Nach dem Zusammenbruch Österreich-Ungarns 1918 wurde die wirtschaftliche Lage zwar schwerer, die Herausforderungen aber nicht weniger: Mit großem Elan half man bei der Integration des neu zu Österreich gekommenen Burgenlandes und schuf eine flächendeckende Bildungslandschaft. Aber auch in Kärnten, der Steiermark oder im Sudetenland war Hilfe vonnöten. 2.000 Kinder aus der von den Franzosen besetzen Rhein-Ruhr-Region wurden nach Österreich eingeladen, auf Ansuchen der Wiener und niederösterreichischen Landesregierung wurden hungernde Jungen und Mädchen unter Vermittlung der Schulvereins-Schulen aufs Land geschickt zum Erholen. 

Neuanfang nach 1945 

unter neuem Namen

Im Jahr 1926 erfolgte die Vereinigung mit dem eher wirtschaftlich orientierten Verein Südmark, mit dem zusammen man nun auch Arbeitsvermittlungen, Kredithilfen und andere Hilfsprogramme organisierte, was der krisengeschüttelten Republik Österreich selbst nicht möglich war. Trotz der, insbesondere von Sozialdemokraten und Deutschnationalen getragenen, großdeutschen Idee standen nach wie vor Überparteilichkeit und Loyalität zum Staat an erster Stelle, was sich an der regelmäßigen Teilnahme von Bundespräsidenten, Bundeskanzlern, dem akademischen Senat der Universität Wien oder Vertretern der Kirche an Veranstaltungen beweist. Dabei war der Deutsche Schulverein immer auch ein Spiegel der Gesellschaft: Neben der immer mehr als einzige Hoffnung angesehenen großdeutschen Lösung war es in den 1920er und 30er Jahren auch der sich ausbreitende Antisemitismus, der als Mitglieder nur „Stammesdeutsche“ erlaubte.

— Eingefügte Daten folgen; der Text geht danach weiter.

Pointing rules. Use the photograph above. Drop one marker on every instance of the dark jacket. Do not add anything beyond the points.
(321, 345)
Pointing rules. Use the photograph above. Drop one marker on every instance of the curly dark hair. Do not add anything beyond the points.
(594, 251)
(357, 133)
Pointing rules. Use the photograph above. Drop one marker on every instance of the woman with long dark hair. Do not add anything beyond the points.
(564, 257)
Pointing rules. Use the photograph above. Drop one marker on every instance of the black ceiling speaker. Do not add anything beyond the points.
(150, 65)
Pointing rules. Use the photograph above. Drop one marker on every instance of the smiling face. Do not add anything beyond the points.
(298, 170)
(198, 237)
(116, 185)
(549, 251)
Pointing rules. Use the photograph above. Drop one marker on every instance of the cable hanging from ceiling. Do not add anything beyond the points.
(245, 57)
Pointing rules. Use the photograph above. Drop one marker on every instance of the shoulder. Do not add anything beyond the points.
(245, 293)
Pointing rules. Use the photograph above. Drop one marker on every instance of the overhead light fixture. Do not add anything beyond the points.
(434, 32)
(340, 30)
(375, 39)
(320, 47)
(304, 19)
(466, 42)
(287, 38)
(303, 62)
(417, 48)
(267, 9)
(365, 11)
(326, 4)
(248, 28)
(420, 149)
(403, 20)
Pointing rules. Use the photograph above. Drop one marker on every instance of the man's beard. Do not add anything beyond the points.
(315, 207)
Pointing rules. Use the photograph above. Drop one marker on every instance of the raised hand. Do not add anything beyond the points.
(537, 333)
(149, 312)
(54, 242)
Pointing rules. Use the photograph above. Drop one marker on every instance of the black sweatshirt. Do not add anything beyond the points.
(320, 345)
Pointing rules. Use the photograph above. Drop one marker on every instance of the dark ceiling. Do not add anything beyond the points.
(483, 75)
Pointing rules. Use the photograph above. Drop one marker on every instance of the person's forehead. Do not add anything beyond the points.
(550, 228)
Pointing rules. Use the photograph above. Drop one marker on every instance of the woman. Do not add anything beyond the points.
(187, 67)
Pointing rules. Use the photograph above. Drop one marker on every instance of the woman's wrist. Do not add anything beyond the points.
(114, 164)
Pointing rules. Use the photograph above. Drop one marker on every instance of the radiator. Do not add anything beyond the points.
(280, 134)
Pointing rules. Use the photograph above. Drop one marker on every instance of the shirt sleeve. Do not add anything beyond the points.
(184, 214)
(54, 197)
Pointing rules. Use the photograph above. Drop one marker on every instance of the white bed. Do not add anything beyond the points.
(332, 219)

Mit dem Anschluß an das Deutsche Reich 1938 glaubte man sich am Ziel seiner Träume, auch als die Organisation mit dem VDA (Verein für das Deutschtum im Ausland) zwangsvereinigt und schließlich komplett aufgelöst wurde.

Als nach dem Zweiten Weltkrieg alles Deutsche in Österreich verpönt war, kamen 1952 ehemalige Schulvereinsmitglieder wieder zusammen und gründeten die „Österreichische Landsmannschaft“, aber ausdrücklich mit den gleichen Zielen wie der alte Verein. Denn auch nach den Vertreibungen von Millionen Deutscher aus Osteuropa gab es viel zu tun: Vor allem im um seine Autonomie kämpfenden Südtirol. Hier wurden wieder unzählige Transporte mit Büchern, Lehrmaterialien und anderen Hilfsgütern, Stipendien für Südtiroler Studenten oder Lehrlingsförderungen organisiert. Neben anderen Ländern waren es dann in den achtziger Jahren vor allem Siebenbürgen und Ungarn, mit denen man intensive Hilfskontakte pflegte.

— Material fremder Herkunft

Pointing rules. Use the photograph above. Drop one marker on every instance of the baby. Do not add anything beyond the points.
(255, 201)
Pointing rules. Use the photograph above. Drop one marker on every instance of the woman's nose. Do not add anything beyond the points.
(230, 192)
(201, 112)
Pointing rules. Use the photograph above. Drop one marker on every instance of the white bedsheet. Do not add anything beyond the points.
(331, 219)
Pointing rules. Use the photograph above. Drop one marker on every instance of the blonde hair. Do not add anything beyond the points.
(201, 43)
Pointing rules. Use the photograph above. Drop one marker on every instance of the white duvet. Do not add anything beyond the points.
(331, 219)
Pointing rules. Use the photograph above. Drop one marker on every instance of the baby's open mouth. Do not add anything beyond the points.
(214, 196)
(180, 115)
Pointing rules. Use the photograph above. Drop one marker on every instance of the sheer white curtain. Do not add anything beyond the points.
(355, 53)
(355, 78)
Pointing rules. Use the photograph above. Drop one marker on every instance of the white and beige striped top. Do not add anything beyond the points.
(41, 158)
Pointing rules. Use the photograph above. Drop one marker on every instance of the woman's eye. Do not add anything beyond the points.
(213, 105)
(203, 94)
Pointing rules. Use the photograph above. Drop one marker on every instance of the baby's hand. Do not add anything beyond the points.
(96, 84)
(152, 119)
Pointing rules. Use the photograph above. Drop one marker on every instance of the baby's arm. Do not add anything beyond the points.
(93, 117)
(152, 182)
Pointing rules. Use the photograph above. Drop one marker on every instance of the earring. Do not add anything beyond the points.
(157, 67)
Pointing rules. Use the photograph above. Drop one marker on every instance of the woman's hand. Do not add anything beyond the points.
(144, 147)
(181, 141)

Seit einigen Jahren erlebt die ÖLM einen Generationswechsel, auch wenn sich die Aufgaben nicht geändert haben: Nach wie vor sind es ausschließlich Ehrenamtliche, welche in Polen, Tschechien, der Slowakei, Ungarn, Rumänien, Serbien und der Ukraine mit den deutschen Minderheiten Kontakte pflegen, Projekte fördern, Schulklassen empfangen oder Sprachkurse organisieren. Im „Schulvereinshaus“ im 8. Wiener Gemeindebezirk finden regelmäßig Vorträge und andere Veranstaltungen statt.

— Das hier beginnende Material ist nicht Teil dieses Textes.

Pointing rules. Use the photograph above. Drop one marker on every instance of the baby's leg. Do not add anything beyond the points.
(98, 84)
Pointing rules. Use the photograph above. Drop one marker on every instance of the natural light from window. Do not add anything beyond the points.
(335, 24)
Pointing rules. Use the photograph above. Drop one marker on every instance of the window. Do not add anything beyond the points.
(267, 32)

Der Österreichischen Landsmannschaft geht es darum, unbürokratisch dort zu helfen, wo andere nicht, oder verspätet hinkommen, und stets über-, aber nie unparteilich. Denn mehr als die materiellen Zuwendungen, die natürlich gern gesehen sind, ist es die Dankbarkeit der Menschen vor Ort für das Gefühl, nicht vergessen worden zu sein. Ihr kulturelles Erbe ist das Erbe von uns allen, das es zu bewahren und zu fördern gilt.